So about 6 years ago, I was in grad school, and my friend introduced me to this phenomenon – no-knead bread. No-knead? How was this possible? At the time, I lived in a small apartment with a tiny kitchenette, so I was all down for shortcuts and things that don’t require a ton of counter space.
My friend got the recipe from the famous New York Times recipe. It really is super easy, mix together ingredients, set it and forget it.
While the basic no-knead bread is a classic and one that I make quite often, I have been experimenting with different flavors and my new favorite is the rosemary and garlic no-knead bread. It’s packed full of flavor and goes great dipped in olive oil & balsamic vinegar.
No-Knead Rosemary & Garlic Bread
- 3 cups all-purpose flour
- 1/2 tsp salt
- 1 tsp active dry yeast
- 1 Tb dried rosemary
- 3 large cloves garlic, chopped
- 1 2/3 cup water
- In a large bowl, mix together flour, salt, yeast, rosemary, and garlic. Add in water and stir together until it forms a wet dough.
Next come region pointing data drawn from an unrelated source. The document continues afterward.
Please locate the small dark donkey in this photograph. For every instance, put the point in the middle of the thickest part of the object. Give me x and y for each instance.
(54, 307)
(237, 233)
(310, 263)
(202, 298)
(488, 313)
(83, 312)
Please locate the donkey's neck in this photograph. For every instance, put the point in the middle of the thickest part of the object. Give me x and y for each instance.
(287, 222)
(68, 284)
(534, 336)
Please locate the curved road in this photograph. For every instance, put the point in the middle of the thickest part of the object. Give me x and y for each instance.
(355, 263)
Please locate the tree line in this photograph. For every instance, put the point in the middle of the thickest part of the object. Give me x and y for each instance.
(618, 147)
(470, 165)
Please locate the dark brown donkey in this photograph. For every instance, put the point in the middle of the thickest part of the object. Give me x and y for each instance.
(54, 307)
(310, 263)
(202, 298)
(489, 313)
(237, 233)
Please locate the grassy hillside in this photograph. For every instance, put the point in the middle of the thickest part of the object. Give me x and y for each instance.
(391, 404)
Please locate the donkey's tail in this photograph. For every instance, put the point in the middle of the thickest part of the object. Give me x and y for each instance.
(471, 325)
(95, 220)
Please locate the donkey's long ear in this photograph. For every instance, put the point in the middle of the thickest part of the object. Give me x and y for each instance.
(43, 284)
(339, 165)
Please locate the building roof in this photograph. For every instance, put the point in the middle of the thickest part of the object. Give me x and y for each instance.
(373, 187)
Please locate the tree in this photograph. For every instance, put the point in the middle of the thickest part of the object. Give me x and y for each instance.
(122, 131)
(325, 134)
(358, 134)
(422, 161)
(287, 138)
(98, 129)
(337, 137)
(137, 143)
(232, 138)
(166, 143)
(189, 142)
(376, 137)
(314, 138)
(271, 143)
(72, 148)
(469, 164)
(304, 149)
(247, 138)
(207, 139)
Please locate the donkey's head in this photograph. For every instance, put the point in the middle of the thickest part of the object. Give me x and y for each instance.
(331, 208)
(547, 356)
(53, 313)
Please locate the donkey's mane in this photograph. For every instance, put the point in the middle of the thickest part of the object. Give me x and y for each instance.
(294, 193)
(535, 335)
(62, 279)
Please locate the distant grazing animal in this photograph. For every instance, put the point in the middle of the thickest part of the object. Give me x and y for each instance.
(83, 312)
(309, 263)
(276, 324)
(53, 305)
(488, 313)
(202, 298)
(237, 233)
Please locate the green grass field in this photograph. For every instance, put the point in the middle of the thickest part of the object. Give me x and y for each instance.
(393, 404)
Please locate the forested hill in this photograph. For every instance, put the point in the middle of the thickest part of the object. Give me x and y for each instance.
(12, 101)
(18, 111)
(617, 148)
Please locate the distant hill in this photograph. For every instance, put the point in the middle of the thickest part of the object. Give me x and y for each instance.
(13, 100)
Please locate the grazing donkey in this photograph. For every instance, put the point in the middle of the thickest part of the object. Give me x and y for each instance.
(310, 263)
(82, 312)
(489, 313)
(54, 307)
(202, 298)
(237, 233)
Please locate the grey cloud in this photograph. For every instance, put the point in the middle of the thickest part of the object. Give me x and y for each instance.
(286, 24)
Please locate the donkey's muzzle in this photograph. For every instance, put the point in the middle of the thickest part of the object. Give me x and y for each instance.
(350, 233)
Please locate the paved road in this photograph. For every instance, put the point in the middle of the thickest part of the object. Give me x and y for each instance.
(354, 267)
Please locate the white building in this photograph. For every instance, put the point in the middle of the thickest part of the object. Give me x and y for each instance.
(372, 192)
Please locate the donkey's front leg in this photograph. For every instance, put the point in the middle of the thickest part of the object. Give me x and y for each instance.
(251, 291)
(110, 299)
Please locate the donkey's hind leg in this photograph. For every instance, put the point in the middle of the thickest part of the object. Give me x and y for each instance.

Cover and let it sit for 18-24 hours.
- Place a dutch oven with the lid on in the oven. Preheat oven to 450°F. Flour your hands and gently scoop the dough out of the bowl and form a round shape. Once the oven is preheated, place dough in the dutch oven. Bake for 35 minutes. Remove the lid and bake for an additional 15-20 minutes, or until the top is golden brown.
- You do not need to oil the dutch oven. The bread will absolutely not stick. You can use parchment paper on the bottom of the dutch oven as a sling so it is easier to take out the bread when finished.